Présidentielle 2025 : Le CNDH échange avec la CEI sur le processus électoral

Namizata Sangaré, présidente du CNDH, et Ibrahime Coulibaly-Kuibiert, président de la CEI, entourés de leurs collaborateurs.
Namizata Sangaré, présidente du CNDH, et Ibrahime Coulibaly-Kuibiert, président de la CEI, entourés de leurs collaborateurs.
Namizata Sangaré, présidente du CNDH, et Ibrahime Coulibaly-Kuibiert, président de la CEI, entourés de leurs collaborateurs.
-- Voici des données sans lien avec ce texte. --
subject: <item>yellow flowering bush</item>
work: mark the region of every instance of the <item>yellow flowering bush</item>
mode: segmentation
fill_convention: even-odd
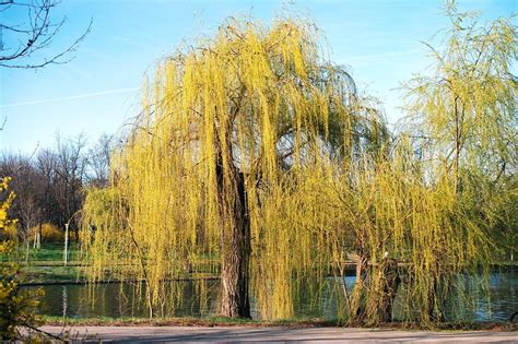
[[[0,180],[0,194],[8,192],[9,181],[9,177]],[[16,223],[7,215],[13,199],[14,193],[10,192],[4,201],[0,201],[0,341],[20,339],[20,327],[34,327],[38,296],[42,294],[22,292],[17,283],[19,266],[11,259],[15,242],[7,235]]]

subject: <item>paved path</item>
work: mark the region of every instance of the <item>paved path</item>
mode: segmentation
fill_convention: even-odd
[[[42,327],[60,333],[62,328]],[[289,342],[315,343],[518,343],[518,332],[425,332],[343,328],[254,328],[254,327],[75,327],[78,339],[97,342]],[[73,337],[74,335],[72,335]]]

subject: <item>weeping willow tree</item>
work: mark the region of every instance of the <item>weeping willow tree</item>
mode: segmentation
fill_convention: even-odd
[[[387,137],[322,56],[304,21],[227,20],[161,62],[111,187],[85,201],[92,280],[145,281],[152,312],[173,293],[167,280],[204,265],[221,276],[223,316],[250,317],[250,290],[263,318],[292,316],[298,282],[321,281],[341,249],[327,228],[299,225],[320,216],[295,211],[297,198],[319,202],[299,189]]]
[[[487,37],[459,23],[437,75],[409,83],[411,137],[388,133],[304,21],[228,20],[162,61],[113,154],[110,187],[86,197],[91,280],[144,281],[150,315],[181,299],[168,280],[201,271],[220,276],[227,317],[250,317],[254,300],[263,319],[289,318],[297,299],[326,293],[350,323],[429,324],[461,301],[472,309],[469,277],[487,276],[496,247],[488,223],[508,226],[485,211],[507,197],[471,195],[475,176],[516,170],[493,164],[516,154],[516,83],[498,78],[516,47],[505,21]]]
[[[404,84],[407,110],[424,158],[446,166],[457,197],[479,227],[516,250],[518,44],[513,17],[485,25],[447,1],[442,49],[428,46],[431,75]],[[495,252],[496,253],[496,252]]]

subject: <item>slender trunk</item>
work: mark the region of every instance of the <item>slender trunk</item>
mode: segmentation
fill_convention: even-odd
[[[385,287],[384,287],[384,300],[381,310],[381,321],[392,321],[392,307],[396,296],[398,294],[398,288],[401,283],[398,273],[398,264],[390,260],[385,264]]]
[[[363,254],[358,254],[356,263],[356,282],[351,296],[351,320],[352,322],[361,322],[364,318],[364,311],[362,307],[362,295],[364,288],[363,274],[367,268],[367,258]]]
[[[250,221],[245,179],[234,166],[228,169],[225,176],[220,155],[216,164],[220,212],[222,220],[227,221],[222,224],[221,313],[228,318],[250,318]]]

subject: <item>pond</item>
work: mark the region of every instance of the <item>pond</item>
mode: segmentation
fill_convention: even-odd
[[[345,284],[352,286],[354,276],[345,277]],[[170,282],[173,289],[183,289],[183,300],[174,305],[165,303],[162,315],[166,317],[200,317],[217,313],[219,280],[207,280],[207,298],[197,295],[199,284],[193,281]],[[42,312],[49,316],[74,317],[137,317],[149,316],[143,292],[132,283],[107,283],[94,287],[85,284],[61,284],[26,286],[33,289],[43,287]],[[490,280],[490,299],[480,298],[476,311],[470,315],[474,321],[507,321],[518,311],[518,271],[494,273]],[[251,299],[252,318],[259,319],[260,312]],[[330,293],[322,293],[315,301],[311,298],[296,300],[294,312],[297,318],[319,317],[334,319],[337,300]]]

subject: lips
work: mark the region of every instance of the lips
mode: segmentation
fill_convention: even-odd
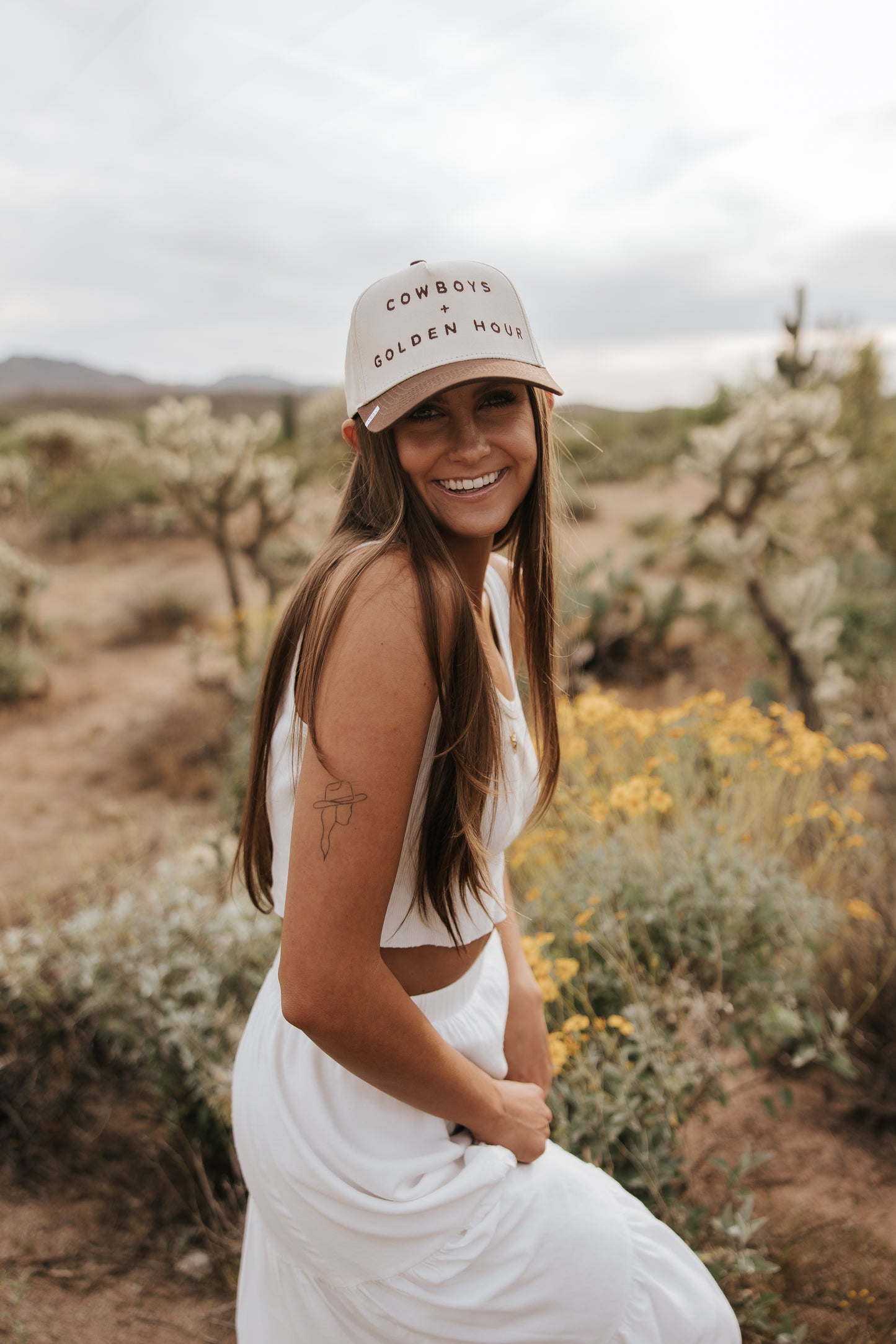
[[[506,473],[508,473],[508,468],[502,466],[501,470],[498,472],[496,480],[490,481],[488,485],[480,485],[480,488],[474,489],[474,491],[453,491],[453,489],[449,489],[447,485],[442,485],[441,481],[433,481],[433,485],[435,485],[437,491],[439,491],[442,495],[447,495],[450,499],[465,499],[465,500],[474,499],[474,500],[478,500],[478,499],[482,499],[484,495],[490,493],[490,491],[497,489],[497,487],[501,484],[501,481],[504,480],[504,477],[506,476]]]

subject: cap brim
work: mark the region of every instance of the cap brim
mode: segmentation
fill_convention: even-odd
[[[357,414],[369,430],[377,433],[388,429],[427,396],[443,392],[446,387],[455,387],[458,383],[478,382],[481,378],[512,378],[514,382],[532,383],[533,387],[543,387],[563,396],[563,388],[540,364],[524,364],[517,359],[461,359],[455,364],[439,364],[438,368],[427,368],[422,374],[406,378],[403,383],[396,383],[364,406],[359,406]]]

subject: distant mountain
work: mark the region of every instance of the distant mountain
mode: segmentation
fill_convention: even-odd
[[[271,378],[269,374],[230,374],[219,378],[208,387],[210,392],[301,392],[302,387],[286,378]]]
[[[0,401],[13,401],[21,396],[140,396],[177,392],[255,392],[274,396],[281,392],[308,392],[310,387],[290,383],[285,378],[271,378],[267,374],[231,374],[219,378],[208,387],[185,383],[171,386],[150,383],[136,374],[107,374],[102,368],[91,368],[69,359],[44,359],[42,355],[12,355],[0,362]]]
[[[0,363],[0,399],[35,392],[106,392],[126,395],[152,387],[136,374],[106,374],[71,359],[44,359],[42,355],[12,355]]]

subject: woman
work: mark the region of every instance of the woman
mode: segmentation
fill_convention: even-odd
[[[361,294],[345,386],[355,461],[267,659],[238,853],[283,921],[234,1070],[240,1344],[735,1344],[684,1242],[548,1140],[504,849],[559,769],[560,388],[467,262]]]

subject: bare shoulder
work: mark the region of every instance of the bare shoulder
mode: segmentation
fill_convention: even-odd
[[[325,603],[334,597],[341,578],[351,569],[348,556],[340,562],[328,583]],[[442,667],[453,640],[451,601],[447,578],[434,574],[437,626]],[[431,669],[426,655],[424,614],[419,585],[407,551],[394,548],[377,555],[357,577],[348,594],[332,648],[326,659],[326,677],[339,676],[339,665],[348,660],[356,669],[379,671],[395,679],[396,689],[407,689],[408,675],[429,687]],[[429,672],[429,676],[427,676]],[[419,676],[418,676],[419,675]],[[433,692],[435,691],[433,683]]]

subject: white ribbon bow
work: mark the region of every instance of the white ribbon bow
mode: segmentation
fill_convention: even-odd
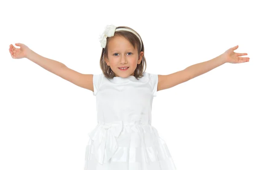
[[[104,156],[107,161],[114,155],[118,148],[116,137],[118,137],[123,129],[122,121],[105,124],[99,124],[88,133],[93,141],[94,155],[98,162],[102,164]]]
[[[99,38],[101,47],[103,48],[106,47],[107,44],[107,37],[114,36],[116,27],[113,25],[107,26],[105,28],[104,32]]]

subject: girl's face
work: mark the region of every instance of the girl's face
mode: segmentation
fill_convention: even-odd
[[[139,55],[137,49],[122,36],[114,36],[108,42],[108,52],[105,61],[115,74],[116,76],[125,78],[134,76],[137,65],[140,64],[142,60],[143,52]],[[125,71],[119,68],[128,67]]]

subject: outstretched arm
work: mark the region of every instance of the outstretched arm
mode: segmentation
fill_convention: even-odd
[[[247,55],[247,53],[236,53],[233,51],[238,48],[238,45],[237,45],[230,48],[210,60],[192,65],[181,71],[168,75],[158,75],[157,91],[186,82],[226,62],[240,63],[248,62],[249,57],[239,57]]]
Présidentielle 2025 : Le CNDH échange avec la CEI sur le processus électoral

Le 29/09/25 à 15:09
modifié 29/09/25 à 15:16
Le Conseil National des Droits de l’Homme (CNDH), conduit par sa présidente Namizata Sangaré, a effectué le 25 septembre 2025 une visite de travail au siège de la Commission Électorale Indépendante (CEI). Cette rencontre visait à s’informer sur l’état d’avancement du processus électoral et à recueillir des éclairages sur certaines préoccupations soulevées par les populations.

Les préoccupations exprimées par le CNDH

En ouverture des échanges, la présidente du CNDH a rapporté les plaintes reçues concernant la non-tenue de la Révision de la Liste Électorale (RLE) ainsi que la question du parrainage citoyen. « Monsieur le président, nous sommes régulièrement saisis à propos de ces préoccupations. Qu’en est-il exactement ? », a-t-elle interrogé, traduisant les inquiétudes des citoyens.
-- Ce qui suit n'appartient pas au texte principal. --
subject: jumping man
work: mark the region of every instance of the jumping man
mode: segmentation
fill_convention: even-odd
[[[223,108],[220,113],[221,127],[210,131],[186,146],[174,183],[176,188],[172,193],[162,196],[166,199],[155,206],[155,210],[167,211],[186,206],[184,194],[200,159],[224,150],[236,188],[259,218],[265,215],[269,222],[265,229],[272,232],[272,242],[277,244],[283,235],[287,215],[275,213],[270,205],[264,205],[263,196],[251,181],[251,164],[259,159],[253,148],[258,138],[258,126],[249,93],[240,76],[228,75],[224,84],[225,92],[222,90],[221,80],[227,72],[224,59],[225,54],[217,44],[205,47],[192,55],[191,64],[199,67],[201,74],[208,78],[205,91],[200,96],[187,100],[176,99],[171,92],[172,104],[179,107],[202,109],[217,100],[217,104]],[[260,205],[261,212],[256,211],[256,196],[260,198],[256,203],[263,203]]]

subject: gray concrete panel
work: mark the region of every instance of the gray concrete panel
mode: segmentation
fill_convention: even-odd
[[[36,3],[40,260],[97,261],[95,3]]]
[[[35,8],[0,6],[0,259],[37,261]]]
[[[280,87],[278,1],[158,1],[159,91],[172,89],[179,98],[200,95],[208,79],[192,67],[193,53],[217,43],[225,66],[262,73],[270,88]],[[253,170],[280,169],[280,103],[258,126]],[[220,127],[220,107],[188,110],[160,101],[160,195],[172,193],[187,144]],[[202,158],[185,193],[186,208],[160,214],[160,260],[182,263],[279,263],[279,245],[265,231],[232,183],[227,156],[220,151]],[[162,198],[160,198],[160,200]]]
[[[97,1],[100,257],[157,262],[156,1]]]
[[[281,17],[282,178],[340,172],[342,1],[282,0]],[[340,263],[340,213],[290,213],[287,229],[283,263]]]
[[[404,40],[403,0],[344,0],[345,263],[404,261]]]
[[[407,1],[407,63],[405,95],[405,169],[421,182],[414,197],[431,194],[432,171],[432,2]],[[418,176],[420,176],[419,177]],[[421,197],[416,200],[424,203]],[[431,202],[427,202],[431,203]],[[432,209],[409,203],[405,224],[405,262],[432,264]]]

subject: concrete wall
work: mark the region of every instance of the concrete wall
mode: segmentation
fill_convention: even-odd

Le président de la CEI, Ibrahime Coulibaly-Kuibiert, a présenté un point détaillé sur le processus électoral en cours. Il a rassuré ses hôtes quant à la bonne organisation des opérations préparatoires, affirmant que la présidentielle se tiendra à bonne date. Concernant les plaintes, il a insisté sur le respect strict du cadre légal :

Sur la RLE, il a invoqué les accords politiques et les articles 6 et 11 du code électoral ivoirien, qui justifient l’absence de révision en 2025.

Sur le parrainage citoyen, il a invité les acteurs à une lecture attentive de l’article 54 du code électoral, afin d’éviter toute confusion.
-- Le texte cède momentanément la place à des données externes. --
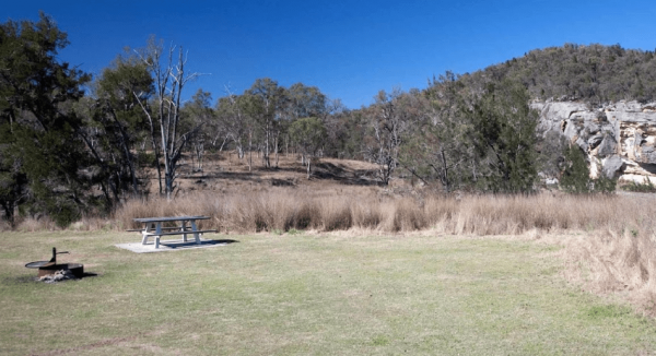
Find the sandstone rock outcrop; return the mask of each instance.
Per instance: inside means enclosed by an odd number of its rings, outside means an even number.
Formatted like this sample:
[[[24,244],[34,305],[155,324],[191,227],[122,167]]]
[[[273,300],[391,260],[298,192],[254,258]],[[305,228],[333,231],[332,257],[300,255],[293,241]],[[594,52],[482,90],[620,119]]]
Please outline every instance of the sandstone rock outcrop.
[[[585,103],[532,103],[538,129],[557,131],[588,155],[590,176],[656,183],[656,104],[619,102],[602,107]]]

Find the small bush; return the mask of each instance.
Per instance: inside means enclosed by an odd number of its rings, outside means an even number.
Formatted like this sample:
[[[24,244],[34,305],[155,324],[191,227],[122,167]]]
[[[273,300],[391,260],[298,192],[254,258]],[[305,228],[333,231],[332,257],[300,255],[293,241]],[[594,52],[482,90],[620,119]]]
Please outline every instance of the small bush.
[[[628,185],[623,185],[621,187],[622,190],[634,191],[641,193],[654,193],[656,192],[656,186],[649,180],[649,178],[645,177],[642,183],[637,183],[635,181],[631,181]]]

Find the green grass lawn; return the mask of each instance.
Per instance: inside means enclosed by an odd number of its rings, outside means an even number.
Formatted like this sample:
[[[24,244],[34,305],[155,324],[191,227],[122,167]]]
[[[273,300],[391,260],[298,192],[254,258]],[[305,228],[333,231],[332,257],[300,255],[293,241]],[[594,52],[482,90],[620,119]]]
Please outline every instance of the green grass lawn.
[[[567,285],[554,246],[231,235],[238,242],[209,249],[114,247],[139,238],[3,233],[0,354],[656,353],[656,323]],[[72,252],[60,261],[98,275],[32,281],[23,265],[49,259],[54,246]]]

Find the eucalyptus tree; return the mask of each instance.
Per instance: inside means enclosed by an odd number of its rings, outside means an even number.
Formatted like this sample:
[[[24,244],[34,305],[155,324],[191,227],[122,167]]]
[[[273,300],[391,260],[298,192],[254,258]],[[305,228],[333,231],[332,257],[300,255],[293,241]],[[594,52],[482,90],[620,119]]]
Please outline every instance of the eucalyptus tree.
[[[368,134],[364,142],[364,155],[378,164],[377,176],[385,185],[389,183],[399,164],[400,146],[409,127],[409,116],[400,107],[400,96],[399,90],[391,94],[380,91],[374,97],[374,105],[365,110]]]
[[[153,80],[138,58],[118,56],[96,79],[93,99],[85,100],[90,120],[82,134],[96,158],[103,191],[107,194],[106,190],[110,190],[117,202],[122,191],[137,195],[144,192],[139,179],[143,163],[136,152],[149,139],[144,134],[148,123],[132,93],[140,93],[141,99],[148,100],[154,93]]]
[[[466,115],[472,120],[472,141],[481,157],[484,190],[530,192],[537,180],[538,112],[528,105],[526,87],[504,80],[490,83]]]
[[[312,157],[316,156],[326,140],[326,128],[318,118],[301,118],[290,126],[290,137],[301,149],[302,162],[307,166],[307,179],[309,179]]]
[[[177,49],[177,55],[176,55]],[[183,48],[171,45],[166,52],[162,41],[154,37],[149,39],[145,48],[137,50],[141,61],[147,66],[154,81],[154,95],[152,100],[145,100],[141,93],[132,92],[141,109],[149,120],[151,135],[159,129],[160,146],[164,161],[164,191],[171,199],[177,178],[178,161],[196,128],[180,132],[181,95],[185,85],[197,78],[199,73],[187,73],[187,56]],[[157,150],[155,149],[157,155]],[[159,156],[159,155],[157,155]],[[159,162],[157,157],[157,162]],[[162,193],[161,166],[157,165],[160,175],[160,193]]]
[[[425,183],[436,179],[446,193],[468,180],[466,171],[475,159],[469,134],[472,127],[461,115],[464,88],[462,82],[447,71],[433,79],[423,93],[413,95],[417,120],[401,150],[406,169]]]
[[[11,223],[21,204],[60,225],[92,207],[91,157],[72,109],[91,76],[57,59],[68,44],[43,12],[36,23],[0,24],[0,205]]]
[[[286,105],[283,86],[269,78],[257,79],[244,93],[246,112],[254,119],[262,134],[262,161],[271,167],[270,153],[279,137],[279,120]],[[278,149],[278,147],[276,147]]]
[[[208,138],[223,131],[216,124],[216,115],[211,102],[212,94],[199,88],[191,100],[183,107],[184,123],[186,123],[183,128],[186,127],[187,132],[191,132],[189,143],[194,150],[192,156],[196,156],[195,170],[197,171],[202,171],[202,158]]]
Le président de la CEI a par ailleurs salué l’initiative du CNDH, qu’il a qualifiée de « censeur utile », dont la collaboration contribue à améliorer le fonctionnement de l’institution électorale.

Un partenariat pour des élections apaisées

De son côté, le CNDH a présenté les grandes lignes de son programme intitulé « Observatoire pour le respect des Droits de l’Homme en période électorale », destiné à promouvoir un climat de transparence et de respect des droits fondamentaux durant la présidentielle.

En clôture, Namizata Sangaré a remercié la CEI pour la qualité de la collaboration entre les deux structures et exprimé le vœu de voir cette relation de confiance se renforcer, afin de garantir à la Côte d’Ivoire une élection présidentielle 2025 apaisée et sans violence.